Le président américain Joe Biden marque le premier anniversaire de l'attaque du Hamas contre Israël lors de l'allumage d'une bougie de yahrzeit dans la salle bleue de la Maison Blanche à Washington, le 7 octobre 2024. Photo ANDREW CABALLERO-REYNOLDS / AFP
Joe Biden a demandé mercredi à Benjamin Netanyahu de « réduire au maximum l'impact sur les civils » au Liban, en particulier à Beyrouth, tout en « affirmant le droit d'Israël à protéger ses citoyens du Hezbollah », selon un compte-rendu de leur conversation téléphonique du jour.
Ce communiqué de la Maison Blanche ne donne pas de détails sur la riposte attendue d'Israël à l'attaque de missiles iranienne du 1er octobre, mais souligne que le président américain et le Premier ministre israélien ont convenu de « rester en contact étroit ces prochains jours, directement et via leurs équipes de conseillers à la sécurité nationale ».
Joe Biden, qui n'avait pas parlé directement au dirigeant israélien depuis sept semaines, a « souligné la nécessité d'une solution diplomatique » pour permettre le retour des populations civiles du nord d'Israël et du sud du Liban.
Les Etats-Unis n'appellent plus, en revanche, comme il y a une dizaine de jours, à un cessez-le-feu au Liban, disant au contraire soutenir l'offensive israélienne, fort de ses récents succès depuis l'assassinat du chef du Hezbollah, Hassan Nasrallah. Mais ils craignent un scénario à la Gaza et s'efforcent d'encadrer la réponse israélienne.
Après une campagne de frappes aériennes massives lancée le 23 septembre sur les bastions du Hezbollah à travers le Liban, Israël mène depuis le 30 septembre une offensive terrestre dans le sud du pays, élargie cette semaine aux zones côtières du sud-ouest.

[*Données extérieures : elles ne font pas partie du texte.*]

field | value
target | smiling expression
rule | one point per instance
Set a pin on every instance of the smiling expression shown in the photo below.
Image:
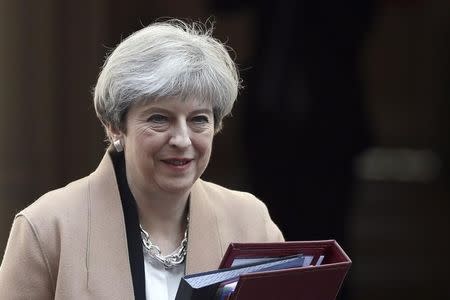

« Jusqu'à présent, nous avons constaté sur le terrain des incursions terrestres limitées », a indiqué mercredi le porte-parole de la diplomatie américaine, Matthew Miller. « Nous allons continuer à avoir des conversations avec le gouvernement israélien à ce sujet, car je pense qu'il est évident qu'il y a un moment où ce qu'ils font maintenant se transformera en quelque chose de différent qui aura des implications politiques évidentes à l'intérieur du Liban, ainsi qu'un impact humanitaire sur le peuple libanais », a-t-il ajouté.
Les Etats-Unis ont ainsi mis en garde Israël contre toute offensive au Liban qui « ressemblerait » à ce qu'il s'est passé dans la bande de Gaza, ravagée par un an de guerre sans répit menée par Israël en représailles à l'attaque du Hamas le 7 octobre 2023.
La veille, Benjamin Netanyahu avait averti que le pays pourrait subir les mêmes « destructions et souffrances » que Gaza, et appelé les Libanais à « libérer leur pays » du Hezbollah, mouvement islamiste allié de l'Iran.
Concernant Gaza, le président américain et Benjamin Netanyahu ont, selon la Maison Blanche, évoqué « l'urgence de relancer l'action diplomatique pour libérer les otages détenus par le Hamas ».
Ces négociations, menées sous l'égide des Etats-Unis, de l'Egypte et du Qatar, sont au point mort, Washington soulignant notamment que le Hamas n'échange plus depuis des semaines.
Joe Biden a, par ailleurs, jugé « impératif de restaurer l'accès (de l'aide humanitaire) au nord » du territoire palestinien où l'armée israélienne mène d'intenses bombardements et a fermé des routes.